There were several calls for increased transparency. There was general consensus on publication of full reports and explanation and justification behind sovereign rating changes, and also detail on the staff involved and time devoted to the rating. There was opposition to the possible measure included in the consultation to requests three days' notice to be given for sovereign rating changes, mainly because of market abuse risks. However, some called for notice to be given with sufficient working hours to respond, rather than the current 12 hour requirement. Some said it was important to increase competition to increase the number of opinions in the market. One participant suggested distinguishing between issuer pays and investor pays models when drafting rules, as an advanced notice rule would not be suitable for an investor solicited rating.
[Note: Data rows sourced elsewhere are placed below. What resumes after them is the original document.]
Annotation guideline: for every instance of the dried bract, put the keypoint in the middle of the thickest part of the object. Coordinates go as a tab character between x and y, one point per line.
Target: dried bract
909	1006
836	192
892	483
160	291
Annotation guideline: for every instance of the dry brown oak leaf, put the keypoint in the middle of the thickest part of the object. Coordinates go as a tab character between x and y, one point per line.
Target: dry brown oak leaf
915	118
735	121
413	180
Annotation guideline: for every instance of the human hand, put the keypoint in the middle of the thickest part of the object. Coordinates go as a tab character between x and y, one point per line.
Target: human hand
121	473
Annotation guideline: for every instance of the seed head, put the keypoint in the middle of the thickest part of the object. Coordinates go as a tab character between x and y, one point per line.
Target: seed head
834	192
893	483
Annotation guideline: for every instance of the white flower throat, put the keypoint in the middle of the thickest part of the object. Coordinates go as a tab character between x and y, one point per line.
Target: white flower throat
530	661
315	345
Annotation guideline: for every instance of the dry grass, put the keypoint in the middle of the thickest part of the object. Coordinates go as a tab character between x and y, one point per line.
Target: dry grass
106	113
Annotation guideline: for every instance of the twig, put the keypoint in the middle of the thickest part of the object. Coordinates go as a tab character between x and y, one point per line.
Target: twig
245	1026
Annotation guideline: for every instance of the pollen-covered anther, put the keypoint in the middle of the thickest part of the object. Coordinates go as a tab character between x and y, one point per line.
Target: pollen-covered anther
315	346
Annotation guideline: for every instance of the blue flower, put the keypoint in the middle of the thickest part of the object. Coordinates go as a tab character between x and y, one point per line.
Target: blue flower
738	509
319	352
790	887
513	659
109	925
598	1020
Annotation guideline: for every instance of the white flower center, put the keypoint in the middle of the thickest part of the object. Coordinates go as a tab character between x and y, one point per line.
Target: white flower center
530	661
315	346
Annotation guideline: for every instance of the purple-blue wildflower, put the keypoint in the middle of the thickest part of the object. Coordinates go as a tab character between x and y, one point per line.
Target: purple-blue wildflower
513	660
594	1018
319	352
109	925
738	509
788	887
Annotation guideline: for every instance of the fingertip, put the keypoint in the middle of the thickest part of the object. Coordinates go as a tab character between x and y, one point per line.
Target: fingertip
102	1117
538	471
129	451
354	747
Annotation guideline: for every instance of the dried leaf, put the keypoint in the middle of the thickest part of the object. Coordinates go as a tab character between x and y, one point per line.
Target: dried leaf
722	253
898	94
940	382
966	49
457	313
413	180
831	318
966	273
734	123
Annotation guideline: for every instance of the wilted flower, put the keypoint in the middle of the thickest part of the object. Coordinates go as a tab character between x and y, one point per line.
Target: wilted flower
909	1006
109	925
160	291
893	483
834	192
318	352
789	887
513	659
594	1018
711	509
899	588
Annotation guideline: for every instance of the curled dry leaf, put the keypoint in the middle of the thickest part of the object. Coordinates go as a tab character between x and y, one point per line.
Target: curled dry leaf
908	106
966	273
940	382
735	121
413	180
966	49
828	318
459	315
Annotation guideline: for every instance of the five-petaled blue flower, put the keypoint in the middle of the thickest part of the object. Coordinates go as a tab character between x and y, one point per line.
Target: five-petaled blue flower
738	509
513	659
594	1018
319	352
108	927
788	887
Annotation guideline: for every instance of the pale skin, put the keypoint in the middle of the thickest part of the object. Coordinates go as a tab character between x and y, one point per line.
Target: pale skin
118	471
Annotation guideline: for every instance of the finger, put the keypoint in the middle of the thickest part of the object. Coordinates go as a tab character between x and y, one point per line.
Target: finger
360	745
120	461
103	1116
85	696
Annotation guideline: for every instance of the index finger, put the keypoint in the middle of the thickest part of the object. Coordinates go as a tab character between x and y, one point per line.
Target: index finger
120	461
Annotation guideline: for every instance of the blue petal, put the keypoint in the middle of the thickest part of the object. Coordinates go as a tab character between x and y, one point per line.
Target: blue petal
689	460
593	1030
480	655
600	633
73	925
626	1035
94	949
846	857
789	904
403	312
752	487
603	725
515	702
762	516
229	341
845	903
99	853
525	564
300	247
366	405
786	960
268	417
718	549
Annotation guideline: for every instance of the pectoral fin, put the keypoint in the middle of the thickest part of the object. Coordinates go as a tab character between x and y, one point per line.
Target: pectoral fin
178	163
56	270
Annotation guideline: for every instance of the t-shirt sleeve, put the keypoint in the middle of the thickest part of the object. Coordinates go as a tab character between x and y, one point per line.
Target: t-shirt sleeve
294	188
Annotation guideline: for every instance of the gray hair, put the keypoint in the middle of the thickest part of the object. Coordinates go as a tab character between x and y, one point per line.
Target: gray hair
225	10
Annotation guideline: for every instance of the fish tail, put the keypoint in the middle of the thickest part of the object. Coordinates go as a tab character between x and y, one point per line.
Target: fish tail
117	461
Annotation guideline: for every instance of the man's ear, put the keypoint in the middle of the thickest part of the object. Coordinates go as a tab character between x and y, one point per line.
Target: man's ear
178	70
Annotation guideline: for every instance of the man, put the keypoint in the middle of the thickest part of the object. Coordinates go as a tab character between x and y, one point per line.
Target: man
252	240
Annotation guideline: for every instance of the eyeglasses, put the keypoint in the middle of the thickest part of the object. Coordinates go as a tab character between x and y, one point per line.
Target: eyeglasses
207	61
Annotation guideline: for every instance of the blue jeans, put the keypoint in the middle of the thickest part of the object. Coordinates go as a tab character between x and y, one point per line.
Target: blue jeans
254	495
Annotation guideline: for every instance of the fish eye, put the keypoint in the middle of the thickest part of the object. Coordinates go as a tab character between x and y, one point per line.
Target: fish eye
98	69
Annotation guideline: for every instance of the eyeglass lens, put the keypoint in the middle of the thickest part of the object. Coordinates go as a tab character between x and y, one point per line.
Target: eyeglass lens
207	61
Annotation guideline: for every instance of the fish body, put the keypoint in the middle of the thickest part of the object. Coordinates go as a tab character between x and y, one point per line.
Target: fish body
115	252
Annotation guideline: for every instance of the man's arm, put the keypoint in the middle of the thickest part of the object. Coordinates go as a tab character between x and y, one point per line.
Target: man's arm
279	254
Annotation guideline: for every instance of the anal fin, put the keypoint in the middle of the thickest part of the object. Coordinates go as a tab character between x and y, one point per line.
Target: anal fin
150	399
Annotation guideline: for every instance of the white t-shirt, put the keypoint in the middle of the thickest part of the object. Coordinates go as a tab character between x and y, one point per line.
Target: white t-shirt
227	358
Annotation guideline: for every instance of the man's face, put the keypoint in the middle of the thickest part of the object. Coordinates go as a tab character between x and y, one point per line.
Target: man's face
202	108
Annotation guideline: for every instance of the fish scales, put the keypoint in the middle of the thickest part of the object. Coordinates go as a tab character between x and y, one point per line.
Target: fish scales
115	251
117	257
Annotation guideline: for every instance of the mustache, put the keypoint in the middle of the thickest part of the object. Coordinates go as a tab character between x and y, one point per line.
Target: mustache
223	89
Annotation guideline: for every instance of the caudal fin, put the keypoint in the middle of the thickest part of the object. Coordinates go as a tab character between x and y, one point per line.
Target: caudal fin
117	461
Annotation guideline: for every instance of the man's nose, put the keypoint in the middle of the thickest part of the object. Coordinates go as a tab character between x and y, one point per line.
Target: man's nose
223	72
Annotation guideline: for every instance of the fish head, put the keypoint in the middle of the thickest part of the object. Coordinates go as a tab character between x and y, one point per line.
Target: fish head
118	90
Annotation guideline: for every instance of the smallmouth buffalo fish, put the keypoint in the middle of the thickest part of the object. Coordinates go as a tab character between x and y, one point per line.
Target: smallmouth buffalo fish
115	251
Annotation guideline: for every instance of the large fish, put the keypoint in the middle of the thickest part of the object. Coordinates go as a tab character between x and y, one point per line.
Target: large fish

Enhancing competition in the CRA industry

Many participants expressed concern at the oligopolistic structure of the credit rating market, despite the existence of strong regional or specialist players, and stressed the need to increase competition and to encourage more players in the market. One cited a past example of large corporations downgraded by some rating agencies, whereas other agencies maintained investment grade ratings, allowing the corporations to continue to raise funding and to continue to be profitable today. Some noted the importance of local knowledge in this respect.

A few participants said that more players would not necessarily improve competition or that more competition could be stimulated within the current structure. One participant thought that more competition could worsen the quality of ratings, though this was contested by other participants. A representative of the European Parliament explained the proposals regarding the creation of a publicly supported new European rating agency in the form of a foundation assessment.

The majority of participants were against a European rating agency as a public initiative, regardless of how it was funded. Some cited the long timeframe of around 10 years it might take for such an institution to gain credibility, while others thought it never would due to the questions about its independence and absence of conflicts of interest. Some felt that one new, large player would not increase competition. Others felt it was not appropriate to give public support to one specific agency or project over the rest, as this would distort competition.

A number of participants called for regulation to reduce and not increase barriers to entry. One participant noted that despite private ownership, CRAs have an important public responsibility and should base their actions on the public good. One proposed stimulating more competition promoting comparability of the performance of ratings issued by CRAs.

Conflicts of interest in the issuer pays model

Some participants noted that no model is free of conflicts of interest. One proposed the creation of a private not-for-profit investor-pays model foundation, suggesting that by having several stakeholders with different interests, conflicts could be minimised. Several participants called for more focus on conflicts in the registration process.

Some participants called for greater transparency to counter conflicts. A few participants drew comparisons to the audit industry, with some advocating mandatory rotation. However, others cautioned against this. A few participants cautioned against conflicts created by the shareholding structure of the largest CRAs, and the similarity between their shareholders. One said that the issuer pays model had allowed issuers to bribe for favourable ratings, but this statement was strongly rejected by others.

Civil liability of CRAs

Some supported more stringent liability for CRAs, a few drawing parallels to the audit industry. A standard of gross negligence or intent was suggested. The opinion was also expressed that it would be easier to pursue liability claims against CRAs by moving to an investor-pays based model.

There were calls in various parts of the discussion by participants for CRAs to take responsibility for their actions, especially in view of the serious potential consequences.